В это воскресенье юная Кротиха была в полном распоряжении своей единственной подруги. Нина вместе с Евой обошла и еще раз посмотрела все закоулки и тропинки возле домов и дворов, которые не «обходились» без нее все шестнадцать лет. В этот день, как это казалось молодым селянкам, даже сама природа заискивала перед ними и делала все возможное для их ублажения, для Евы с длинной толстой косой белых волос и для Нины с двумя тоненькими черными косичками. Чем больше подруги гуляли и смеялись, тем чаще смотрели на часы. Время неумолимо толкало их на разлуку, пусть даже временную, но все-таки на разлуку. Иногда они останавливались, крепко обнимали друг друга и плакали. Плакали навзрыд, как будто они потеряли близкого знакомого или родственника…

Где-то около семи вечера подруги расстались. Нина проводила Еву до ее дома, помогла нести вещи. Подруги посидели немножко на «дорожку», обнялись и расцеловались. Кулешова, еле сдерживая слезы, через силу сказала своей подруге:

— Ну, Кротиха, прощай, а лучше, до скорого свидания. Возможно, я приеду в сентябре… Ты не падай духом и за своей дочкой смотри хорошенько. Она, как-никак, есть твое будущее… За меня сильно не переживай. Где бы мы с тобою не были, мы всегда будем вместе… Я думаю, что нас жизнь никогда не разлучит ни на этой земле и ни на том свете…

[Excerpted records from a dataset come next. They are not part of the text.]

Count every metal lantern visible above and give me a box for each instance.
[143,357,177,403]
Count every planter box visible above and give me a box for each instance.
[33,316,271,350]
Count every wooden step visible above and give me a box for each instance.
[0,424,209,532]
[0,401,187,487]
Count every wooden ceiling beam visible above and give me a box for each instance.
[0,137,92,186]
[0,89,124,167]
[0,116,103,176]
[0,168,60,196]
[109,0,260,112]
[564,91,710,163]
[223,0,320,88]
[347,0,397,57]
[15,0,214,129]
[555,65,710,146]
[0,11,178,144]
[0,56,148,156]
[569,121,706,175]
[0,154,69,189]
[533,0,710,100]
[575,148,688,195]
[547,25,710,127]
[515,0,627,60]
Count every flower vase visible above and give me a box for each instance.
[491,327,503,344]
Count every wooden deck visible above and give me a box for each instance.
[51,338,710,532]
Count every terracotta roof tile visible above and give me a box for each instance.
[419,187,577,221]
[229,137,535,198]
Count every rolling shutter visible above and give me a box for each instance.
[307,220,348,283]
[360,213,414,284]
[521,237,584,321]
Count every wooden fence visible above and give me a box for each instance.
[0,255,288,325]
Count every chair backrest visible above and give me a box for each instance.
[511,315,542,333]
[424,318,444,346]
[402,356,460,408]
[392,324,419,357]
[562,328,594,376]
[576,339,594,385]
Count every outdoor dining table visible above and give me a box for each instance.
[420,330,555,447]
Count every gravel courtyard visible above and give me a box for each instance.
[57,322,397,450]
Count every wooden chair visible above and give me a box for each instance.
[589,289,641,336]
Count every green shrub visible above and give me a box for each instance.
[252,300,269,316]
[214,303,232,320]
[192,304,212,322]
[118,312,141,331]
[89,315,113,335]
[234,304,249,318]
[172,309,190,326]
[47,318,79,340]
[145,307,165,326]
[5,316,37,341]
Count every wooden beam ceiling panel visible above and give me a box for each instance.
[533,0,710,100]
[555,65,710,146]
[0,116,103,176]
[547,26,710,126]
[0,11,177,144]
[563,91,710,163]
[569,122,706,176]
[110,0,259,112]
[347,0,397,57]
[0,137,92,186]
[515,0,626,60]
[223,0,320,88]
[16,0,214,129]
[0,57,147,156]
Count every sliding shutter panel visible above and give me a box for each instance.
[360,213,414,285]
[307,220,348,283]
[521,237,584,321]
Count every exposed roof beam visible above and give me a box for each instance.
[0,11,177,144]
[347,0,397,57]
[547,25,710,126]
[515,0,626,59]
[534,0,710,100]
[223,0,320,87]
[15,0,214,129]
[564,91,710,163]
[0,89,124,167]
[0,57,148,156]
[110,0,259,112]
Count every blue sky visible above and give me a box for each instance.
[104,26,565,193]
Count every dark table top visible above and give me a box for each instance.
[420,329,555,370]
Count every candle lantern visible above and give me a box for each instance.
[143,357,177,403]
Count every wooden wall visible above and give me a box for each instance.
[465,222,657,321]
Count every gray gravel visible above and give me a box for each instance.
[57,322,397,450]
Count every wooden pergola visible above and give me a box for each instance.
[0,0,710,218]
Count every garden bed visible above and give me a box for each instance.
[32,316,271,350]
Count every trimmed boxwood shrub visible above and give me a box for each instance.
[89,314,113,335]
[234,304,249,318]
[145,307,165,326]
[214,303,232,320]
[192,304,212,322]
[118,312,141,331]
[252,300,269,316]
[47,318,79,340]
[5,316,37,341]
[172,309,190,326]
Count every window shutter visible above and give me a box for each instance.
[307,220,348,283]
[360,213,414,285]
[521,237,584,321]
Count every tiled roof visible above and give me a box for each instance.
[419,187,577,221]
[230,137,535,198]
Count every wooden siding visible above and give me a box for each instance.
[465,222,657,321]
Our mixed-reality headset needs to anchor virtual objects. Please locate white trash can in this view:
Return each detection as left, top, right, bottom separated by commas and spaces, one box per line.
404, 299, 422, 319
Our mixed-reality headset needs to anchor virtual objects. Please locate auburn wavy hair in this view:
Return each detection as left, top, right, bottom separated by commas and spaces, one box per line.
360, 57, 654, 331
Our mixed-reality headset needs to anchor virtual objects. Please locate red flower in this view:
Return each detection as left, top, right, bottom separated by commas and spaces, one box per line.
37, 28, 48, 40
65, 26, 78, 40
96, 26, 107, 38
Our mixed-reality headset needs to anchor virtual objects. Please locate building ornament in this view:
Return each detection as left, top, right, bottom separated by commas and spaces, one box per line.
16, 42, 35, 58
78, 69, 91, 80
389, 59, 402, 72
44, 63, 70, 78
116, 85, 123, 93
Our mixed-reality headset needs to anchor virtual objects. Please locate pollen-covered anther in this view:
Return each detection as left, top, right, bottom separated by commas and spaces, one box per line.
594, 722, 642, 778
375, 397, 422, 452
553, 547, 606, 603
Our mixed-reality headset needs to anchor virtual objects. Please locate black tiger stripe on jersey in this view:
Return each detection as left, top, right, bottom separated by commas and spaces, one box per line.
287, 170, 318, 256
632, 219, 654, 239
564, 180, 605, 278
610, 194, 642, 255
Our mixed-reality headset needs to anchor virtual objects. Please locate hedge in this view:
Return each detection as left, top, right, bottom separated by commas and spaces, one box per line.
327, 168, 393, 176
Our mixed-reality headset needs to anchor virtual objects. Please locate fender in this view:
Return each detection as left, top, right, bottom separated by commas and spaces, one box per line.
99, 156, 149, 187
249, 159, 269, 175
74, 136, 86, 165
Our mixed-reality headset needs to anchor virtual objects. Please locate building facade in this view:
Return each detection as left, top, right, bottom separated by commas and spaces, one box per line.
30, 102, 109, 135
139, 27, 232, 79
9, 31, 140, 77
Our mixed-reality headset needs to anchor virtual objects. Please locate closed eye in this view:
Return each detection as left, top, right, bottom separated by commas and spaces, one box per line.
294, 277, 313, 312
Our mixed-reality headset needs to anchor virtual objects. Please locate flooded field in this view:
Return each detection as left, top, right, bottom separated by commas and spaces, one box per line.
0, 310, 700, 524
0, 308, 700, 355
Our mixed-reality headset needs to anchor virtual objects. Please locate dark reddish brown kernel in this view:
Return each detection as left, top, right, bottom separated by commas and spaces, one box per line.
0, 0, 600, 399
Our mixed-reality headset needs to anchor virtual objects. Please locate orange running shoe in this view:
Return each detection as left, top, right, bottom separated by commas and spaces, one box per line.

Расставаясь друг с другом, девочки не знали, что их прощание последнее в жизни Нины. Никогда больше не увидит и не услышит Ева свою единственную подругу.

Виной этому явилась матушка-природа. В понедельник погода еще до обеда держалась. Кое-где на небе были тучки, однако дождя не было. Нина собиралась ехать вечерней электричкой в областной центр. Остановочный железнодорожный пункт находился от Водяного в двадцати километрах. Машина за девушкой подъехала к дому где-то около пяти вечера, за час до отправления поезда. Запас времени был необходим, ведь все в этой жизни бывает…

Нина, как и положено, тепло простилась с родителями, внимательно выслушала все их наказы. Не обошлось и без слез. Пассажиров у водителя было трое: две бабки где-то под семьдесят лет каждой, а может и меньше, да Нина. Водитель старух посадил себе в кабину не только из-за старости. Бабки были довольно тоненькие, да и росточом ниже, чем молодая особа. Нине «по чину» пришлось залезть в кузов, да и там-то в принципе было не так уже и плохо. Девушка уютно села на скамейку, которая была прикреплена к противоположным бортам кузова. На улице было довольно тепло, лишь маленькие тучки «кидали» иногда на землю маленькие капли воды. Ничего не предвещало, что погода может резко измениться. Нина еще долго махала рукой плачущим родителям, которые, как и она, желали друг другу счастья и здоровья.

Где-то в километрах пяти от деревни дождь заморосил больше, потом еще сильнее. Сидящая наверху девушка вытащила из сумки платок, накинула его на голову. Через какие-то секунды после этого погода резко изменилась. Небо в миг стало темно-синим, даже с какой-то черной окраской. Лесов, стоящих вдоль дороги ведущей к разъезду, стало не видно. Всполохи молний «прочертили», даже, скорее всего, разрезали небо на множество частей. То там, то здесь раздались оглушительные раскаты грома. Шоссейная дорога, по которой следовала машина, за какие-то пять минут, а может, значительно и меньше, превратилась в своеобразный «ледяной» каток. Машину бросало из стороны в сторону, как игрушку. Благодаря мастерству пожилого водителя, грузовик хоть как-то держался на шоссейке. Вскоре подъехали к кустарникам, отсюда начиналась более высокая насыпная дорога. Сердце у Нины постоянно сжималось, она видела — санитиметры отделяли колеса машины от обочины. Внизу была канава глубиной до метра и более.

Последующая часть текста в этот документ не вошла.